The Dusty Bookshelf is a simple holding shelf for a book before someone finds it and allows another chapter of its life to be written. - from the Dusty Bookshelf website
Last Saturday, we went to Manhattan for the K-State/Missouri football game. Although I was excited for the match-up after all the recent Big XII Conference realignment drama, I was not excited to watch in the rain. So, I gave my ticket to our daughter, Amanda, and I headed off in search of three hours of dryer pursuits - which led to the discovery of The Dusty Bookshelf. Heaven!
The Dusty Bookshelf is a used book store packed - and I mean packed to overflowing - with every kind of book imaginable. In spots there are books stacked on chairs, tables, the floor - every available space is covered with books. Scattered amongst the titles are cozy sitting spots and a few antique pieces that create a comfy feel. Unlike most of the used book shops I've visited before, the space is clean and organized, with books sorted by genre. Hardcover books with dust jackets are even fitted with library-style clear covers for protection. To maintain their amazing stock, they obviously buy from and trade with their customers, so now I know where lots of my books will be heading after they're read. They also deal in "scholarly" and rare books, if you're into that sort of thing, and sell on-line.
Shopping at Dusty Bookshelf is a treasure hunt. There are no fancy displays holding fifty copies of the newest bestsellers. This is more like browsing someone's home library; an eclectic mix of young and old, famous and obscure, that could easily have occupied me for the entire length of the game. Because my book spending has been out of control lately (Sorry, Dave!) I settled on two paperbacks - one trade and one mass market - which I got for $9.00.
Shakespeare's Christmas by Charlaine Harris - because I wanted to sample her writing without encountering a vampire, and - duh! - because it said Christmas on the cover.

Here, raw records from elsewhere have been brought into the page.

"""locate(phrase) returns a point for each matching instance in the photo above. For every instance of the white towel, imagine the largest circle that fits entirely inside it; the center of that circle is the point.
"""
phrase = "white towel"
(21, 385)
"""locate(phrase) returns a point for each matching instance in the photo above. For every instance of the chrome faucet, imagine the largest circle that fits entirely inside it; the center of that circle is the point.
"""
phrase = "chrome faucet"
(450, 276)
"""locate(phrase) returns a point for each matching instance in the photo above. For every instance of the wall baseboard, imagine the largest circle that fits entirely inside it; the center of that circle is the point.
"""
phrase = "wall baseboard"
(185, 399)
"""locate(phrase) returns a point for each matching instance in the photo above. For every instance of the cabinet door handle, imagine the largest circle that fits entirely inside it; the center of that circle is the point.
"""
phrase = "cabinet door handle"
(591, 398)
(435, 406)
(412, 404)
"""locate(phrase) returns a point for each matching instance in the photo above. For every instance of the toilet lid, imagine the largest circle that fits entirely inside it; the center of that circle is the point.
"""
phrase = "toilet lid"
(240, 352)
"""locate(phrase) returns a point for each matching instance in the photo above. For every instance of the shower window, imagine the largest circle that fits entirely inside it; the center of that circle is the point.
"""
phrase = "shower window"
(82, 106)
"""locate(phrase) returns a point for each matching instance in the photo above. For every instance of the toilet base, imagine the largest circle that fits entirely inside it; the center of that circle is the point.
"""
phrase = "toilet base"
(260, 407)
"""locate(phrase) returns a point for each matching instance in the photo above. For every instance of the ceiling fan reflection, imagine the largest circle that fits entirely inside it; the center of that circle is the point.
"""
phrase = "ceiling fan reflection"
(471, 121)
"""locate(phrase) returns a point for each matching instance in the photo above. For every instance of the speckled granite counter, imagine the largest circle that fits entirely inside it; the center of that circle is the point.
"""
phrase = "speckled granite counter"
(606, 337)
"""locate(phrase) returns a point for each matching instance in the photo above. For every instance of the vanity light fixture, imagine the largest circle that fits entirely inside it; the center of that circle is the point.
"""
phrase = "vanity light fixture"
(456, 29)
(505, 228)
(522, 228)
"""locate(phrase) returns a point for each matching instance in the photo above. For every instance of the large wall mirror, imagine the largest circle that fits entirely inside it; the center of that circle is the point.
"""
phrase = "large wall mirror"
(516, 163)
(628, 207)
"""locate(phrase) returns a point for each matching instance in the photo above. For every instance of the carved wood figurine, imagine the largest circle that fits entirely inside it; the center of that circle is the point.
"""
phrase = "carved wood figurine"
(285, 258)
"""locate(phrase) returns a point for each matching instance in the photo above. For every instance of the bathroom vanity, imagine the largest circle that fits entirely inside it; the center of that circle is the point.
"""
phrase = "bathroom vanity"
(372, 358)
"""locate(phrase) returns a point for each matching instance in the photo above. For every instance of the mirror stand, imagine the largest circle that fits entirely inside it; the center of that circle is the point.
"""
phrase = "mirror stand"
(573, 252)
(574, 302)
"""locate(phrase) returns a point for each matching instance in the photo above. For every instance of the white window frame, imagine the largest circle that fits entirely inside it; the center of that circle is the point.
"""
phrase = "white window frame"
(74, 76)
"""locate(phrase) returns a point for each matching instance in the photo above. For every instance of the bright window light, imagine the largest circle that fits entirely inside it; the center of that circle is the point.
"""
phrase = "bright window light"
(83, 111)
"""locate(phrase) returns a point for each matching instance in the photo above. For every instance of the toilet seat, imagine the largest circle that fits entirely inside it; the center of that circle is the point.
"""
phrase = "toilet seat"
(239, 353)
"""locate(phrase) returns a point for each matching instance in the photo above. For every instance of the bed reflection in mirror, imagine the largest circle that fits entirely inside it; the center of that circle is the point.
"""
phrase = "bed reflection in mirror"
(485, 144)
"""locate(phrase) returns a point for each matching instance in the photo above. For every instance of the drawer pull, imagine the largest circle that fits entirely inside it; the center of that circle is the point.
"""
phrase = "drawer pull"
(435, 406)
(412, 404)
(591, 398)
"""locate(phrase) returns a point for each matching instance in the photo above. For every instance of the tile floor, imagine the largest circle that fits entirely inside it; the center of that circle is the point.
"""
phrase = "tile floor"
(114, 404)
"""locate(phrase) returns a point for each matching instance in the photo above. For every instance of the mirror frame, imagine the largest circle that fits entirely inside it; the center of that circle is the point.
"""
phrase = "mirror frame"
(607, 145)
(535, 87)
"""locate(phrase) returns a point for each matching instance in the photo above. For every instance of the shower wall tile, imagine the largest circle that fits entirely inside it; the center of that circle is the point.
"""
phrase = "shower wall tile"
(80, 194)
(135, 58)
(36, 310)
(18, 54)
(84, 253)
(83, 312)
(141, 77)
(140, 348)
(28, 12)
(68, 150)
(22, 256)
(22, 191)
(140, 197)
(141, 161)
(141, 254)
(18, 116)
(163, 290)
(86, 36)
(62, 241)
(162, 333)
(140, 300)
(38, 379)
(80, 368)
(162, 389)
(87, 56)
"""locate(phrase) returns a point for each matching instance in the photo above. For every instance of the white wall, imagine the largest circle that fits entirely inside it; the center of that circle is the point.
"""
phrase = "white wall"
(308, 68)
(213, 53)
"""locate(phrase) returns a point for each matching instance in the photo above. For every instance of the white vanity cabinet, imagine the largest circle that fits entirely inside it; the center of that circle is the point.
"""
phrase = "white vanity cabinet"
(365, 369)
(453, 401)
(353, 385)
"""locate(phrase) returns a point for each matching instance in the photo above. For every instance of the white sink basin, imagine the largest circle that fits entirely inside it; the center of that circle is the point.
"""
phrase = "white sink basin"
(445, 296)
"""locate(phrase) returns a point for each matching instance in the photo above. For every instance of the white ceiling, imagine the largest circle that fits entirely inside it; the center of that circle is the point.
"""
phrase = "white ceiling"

No! I Don't Want to Join a Book Club: Diary of a 60th Year, by Virginia Ironside - because one of the blurbs on the back cover says "I'm thinking of reading [it] once a year from here on in to cheer myself up. If you're over 50, you should read it, too." And because it's just the kind of unexpected, quirky book I didn't notice when it was new and that make used bookstores so much fun.Where do you love to shop for books? Are there any interesting or unique shops in your world?